Saturday we had a huge lie in, as the hotel only had room for ‘brunch’ 11am-12pm left, so after a hearty meal of eggs, bacon, cheese etc we set off into the Old Town where we’d found out we could get a free bus at 1pm to Dox Centre for Contemporary Art in Holesovice. Here there was no less than four exhibitions on, AMOR PSYCHE ACTION – VIENNA. The Feminine in Viennese Actionism we were told was quite unpleasant and had an 18+ rating. It had photos a lot from the 70’s of things such as castration, and performance art / actionism whereby people looked like they were covered in intestines of animals and blood and paint etc until they looked like they were injured/dying. Maybe I’ve seen too much but it wasn’t particularly shocking, or new… a lot of it felt very..contrived. But hey, onwards and upwards to the tower with Jan Jakub Kotík – Forces of Resistance, over 4 floors. It didn’t really make much of an impression on me, so not much to report. The most interesting exhibition was the Hidden River, an exhibition from students at the Studio of Photography of the Academy of Arts, Architecture and Design (AAAD) in Prague which just felt a bit more fresh and alive than the other stuff we’d seen.

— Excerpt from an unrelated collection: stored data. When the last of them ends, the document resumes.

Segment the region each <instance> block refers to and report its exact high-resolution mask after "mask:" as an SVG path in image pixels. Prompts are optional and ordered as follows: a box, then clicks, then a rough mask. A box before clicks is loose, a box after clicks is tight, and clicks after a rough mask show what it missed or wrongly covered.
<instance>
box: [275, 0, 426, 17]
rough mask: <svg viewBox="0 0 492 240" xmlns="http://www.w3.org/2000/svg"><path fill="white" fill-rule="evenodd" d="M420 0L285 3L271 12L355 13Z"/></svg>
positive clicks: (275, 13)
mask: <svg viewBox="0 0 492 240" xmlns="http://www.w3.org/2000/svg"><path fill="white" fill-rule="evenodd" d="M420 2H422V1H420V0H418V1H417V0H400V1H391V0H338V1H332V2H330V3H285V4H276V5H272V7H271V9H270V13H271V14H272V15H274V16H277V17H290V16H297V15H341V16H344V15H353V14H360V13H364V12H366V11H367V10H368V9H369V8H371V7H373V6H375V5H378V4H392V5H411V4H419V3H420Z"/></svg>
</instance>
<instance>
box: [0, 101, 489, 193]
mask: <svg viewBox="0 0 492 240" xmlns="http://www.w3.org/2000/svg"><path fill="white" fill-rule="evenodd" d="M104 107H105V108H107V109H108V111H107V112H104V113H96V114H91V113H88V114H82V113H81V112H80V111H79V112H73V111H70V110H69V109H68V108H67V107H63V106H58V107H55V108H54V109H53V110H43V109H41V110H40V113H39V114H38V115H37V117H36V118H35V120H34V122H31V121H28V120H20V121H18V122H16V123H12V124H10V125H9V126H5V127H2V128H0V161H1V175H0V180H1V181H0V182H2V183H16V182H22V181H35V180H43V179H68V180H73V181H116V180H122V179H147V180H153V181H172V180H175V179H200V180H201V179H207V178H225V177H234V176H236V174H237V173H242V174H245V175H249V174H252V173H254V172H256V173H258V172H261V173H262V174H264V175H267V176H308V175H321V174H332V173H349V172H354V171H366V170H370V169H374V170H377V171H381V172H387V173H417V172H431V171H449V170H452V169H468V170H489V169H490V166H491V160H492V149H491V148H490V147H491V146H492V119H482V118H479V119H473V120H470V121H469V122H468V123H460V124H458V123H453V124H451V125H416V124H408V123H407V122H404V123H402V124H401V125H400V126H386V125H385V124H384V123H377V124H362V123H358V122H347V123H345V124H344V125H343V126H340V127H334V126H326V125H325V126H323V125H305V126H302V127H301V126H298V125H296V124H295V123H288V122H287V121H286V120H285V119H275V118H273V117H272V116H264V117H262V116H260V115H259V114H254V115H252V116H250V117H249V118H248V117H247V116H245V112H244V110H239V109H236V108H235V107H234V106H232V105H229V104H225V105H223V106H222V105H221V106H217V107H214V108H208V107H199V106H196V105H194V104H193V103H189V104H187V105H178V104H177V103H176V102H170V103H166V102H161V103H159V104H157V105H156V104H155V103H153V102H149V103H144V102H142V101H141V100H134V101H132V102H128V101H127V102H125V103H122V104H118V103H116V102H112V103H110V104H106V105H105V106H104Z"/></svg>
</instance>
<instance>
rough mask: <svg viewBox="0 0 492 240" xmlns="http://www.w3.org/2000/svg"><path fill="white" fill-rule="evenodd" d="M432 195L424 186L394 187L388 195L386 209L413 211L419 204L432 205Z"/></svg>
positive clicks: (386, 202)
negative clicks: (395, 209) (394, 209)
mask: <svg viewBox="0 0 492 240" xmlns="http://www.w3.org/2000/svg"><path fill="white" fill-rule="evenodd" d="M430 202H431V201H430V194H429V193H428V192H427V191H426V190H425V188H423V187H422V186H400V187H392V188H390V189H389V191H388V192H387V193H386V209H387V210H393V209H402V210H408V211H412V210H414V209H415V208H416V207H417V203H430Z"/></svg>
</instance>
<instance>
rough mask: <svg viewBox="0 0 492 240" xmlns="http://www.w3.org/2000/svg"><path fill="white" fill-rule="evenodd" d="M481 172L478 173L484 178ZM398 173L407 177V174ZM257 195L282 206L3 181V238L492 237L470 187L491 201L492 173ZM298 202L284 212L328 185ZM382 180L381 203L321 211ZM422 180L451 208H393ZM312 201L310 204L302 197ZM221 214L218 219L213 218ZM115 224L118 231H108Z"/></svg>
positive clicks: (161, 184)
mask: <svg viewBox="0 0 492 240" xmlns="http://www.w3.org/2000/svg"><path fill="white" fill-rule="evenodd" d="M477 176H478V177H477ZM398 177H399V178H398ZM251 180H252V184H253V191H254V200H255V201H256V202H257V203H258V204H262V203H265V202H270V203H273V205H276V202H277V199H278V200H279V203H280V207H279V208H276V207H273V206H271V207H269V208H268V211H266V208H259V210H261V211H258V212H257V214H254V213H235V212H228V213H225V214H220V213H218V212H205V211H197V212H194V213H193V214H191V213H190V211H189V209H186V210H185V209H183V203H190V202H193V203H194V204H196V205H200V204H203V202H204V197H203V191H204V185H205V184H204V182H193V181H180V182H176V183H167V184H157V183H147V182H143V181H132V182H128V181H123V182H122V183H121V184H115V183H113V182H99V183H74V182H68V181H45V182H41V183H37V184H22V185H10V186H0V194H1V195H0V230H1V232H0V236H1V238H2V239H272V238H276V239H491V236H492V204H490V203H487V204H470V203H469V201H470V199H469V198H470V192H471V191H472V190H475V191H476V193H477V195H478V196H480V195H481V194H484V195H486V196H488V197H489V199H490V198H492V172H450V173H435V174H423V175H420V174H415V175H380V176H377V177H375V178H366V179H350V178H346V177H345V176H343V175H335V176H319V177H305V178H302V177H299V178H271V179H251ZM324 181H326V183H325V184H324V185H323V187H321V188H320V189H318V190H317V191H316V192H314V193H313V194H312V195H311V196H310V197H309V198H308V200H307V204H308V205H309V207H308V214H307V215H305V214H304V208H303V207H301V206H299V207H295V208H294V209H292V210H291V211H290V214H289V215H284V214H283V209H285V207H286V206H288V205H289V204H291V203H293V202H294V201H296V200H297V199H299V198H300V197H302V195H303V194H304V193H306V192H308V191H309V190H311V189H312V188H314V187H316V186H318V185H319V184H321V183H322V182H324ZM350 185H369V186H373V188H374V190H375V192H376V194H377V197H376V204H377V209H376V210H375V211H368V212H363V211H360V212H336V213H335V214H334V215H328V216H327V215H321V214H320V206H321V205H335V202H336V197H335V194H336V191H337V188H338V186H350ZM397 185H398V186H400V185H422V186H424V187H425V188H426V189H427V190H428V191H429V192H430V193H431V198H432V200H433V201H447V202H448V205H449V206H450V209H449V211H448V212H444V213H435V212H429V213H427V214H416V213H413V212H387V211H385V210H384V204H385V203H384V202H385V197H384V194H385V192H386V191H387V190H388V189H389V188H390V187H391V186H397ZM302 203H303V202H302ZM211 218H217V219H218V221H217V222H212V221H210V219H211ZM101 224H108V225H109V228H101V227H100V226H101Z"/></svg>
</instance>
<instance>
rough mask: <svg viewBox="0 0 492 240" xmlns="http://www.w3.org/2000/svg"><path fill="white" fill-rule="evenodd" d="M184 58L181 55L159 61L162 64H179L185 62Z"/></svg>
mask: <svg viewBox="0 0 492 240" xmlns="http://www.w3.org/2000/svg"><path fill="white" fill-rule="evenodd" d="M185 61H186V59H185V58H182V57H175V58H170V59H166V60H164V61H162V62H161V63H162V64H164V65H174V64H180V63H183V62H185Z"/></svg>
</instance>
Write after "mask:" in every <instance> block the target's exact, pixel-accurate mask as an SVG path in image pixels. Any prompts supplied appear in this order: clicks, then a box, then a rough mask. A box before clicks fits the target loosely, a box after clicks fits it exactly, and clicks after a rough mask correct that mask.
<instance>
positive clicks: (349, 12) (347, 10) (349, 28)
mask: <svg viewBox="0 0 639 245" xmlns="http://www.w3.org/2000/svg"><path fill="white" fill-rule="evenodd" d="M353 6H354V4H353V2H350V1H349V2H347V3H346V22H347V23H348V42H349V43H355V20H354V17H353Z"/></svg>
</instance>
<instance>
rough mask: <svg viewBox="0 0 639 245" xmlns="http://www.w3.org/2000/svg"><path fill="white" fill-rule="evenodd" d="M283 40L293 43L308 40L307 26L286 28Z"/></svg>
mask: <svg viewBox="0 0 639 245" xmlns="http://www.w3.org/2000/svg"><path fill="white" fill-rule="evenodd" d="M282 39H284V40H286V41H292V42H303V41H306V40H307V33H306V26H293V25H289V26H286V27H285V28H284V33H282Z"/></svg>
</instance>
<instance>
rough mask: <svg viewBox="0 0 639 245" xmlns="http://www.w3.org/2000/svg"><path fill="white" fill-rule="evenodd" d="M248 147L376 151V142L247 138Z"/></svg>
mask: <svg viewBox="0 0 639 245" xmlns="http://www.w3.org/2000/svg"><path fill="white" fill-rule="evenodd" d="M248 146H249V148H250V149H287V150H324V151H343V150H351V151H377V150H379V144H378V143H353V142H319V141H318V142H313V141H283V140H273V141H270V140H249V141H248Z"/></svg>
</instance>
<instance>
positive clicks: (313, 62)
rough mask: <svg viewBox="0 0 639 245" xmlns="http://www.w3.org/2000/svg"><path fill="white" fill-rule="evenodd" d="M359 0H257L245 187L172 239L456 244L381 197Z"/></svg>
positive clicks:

After this we headed back into the Old Town where we perused the not-yet-christmas-markets, which were very similar to the Christmas European Markets about to descend on Manchester in a matter of weeks. Shopping for wooden gifts can only amuse for so long so then it was time to head back to the hotel to drop our heavy bags before heading out for dinner, we went back to somewhere we’d failed to get in on Friday night due to crowds, Jiny Stav – a restaurant we enjoyed so much on our last Prague trip we probably ate there most evenings. However, it would seem that the menu has changed considerably since last time and we weren’t as spoilt for choice as much as previously, so whilst we both had really nice meals we probably won’t be rushing back this trip.
We then headed back to our room where we decided unwisely to drink a few Czech vodkas that gave us the hangover of a lifetime on Sunday!
On Sunday we didn’t do too much – apart from getting a train out of Prague to Karlstejn to visit the castle.
then getting back to our hotel, having food then reading until bed time. rock n roll.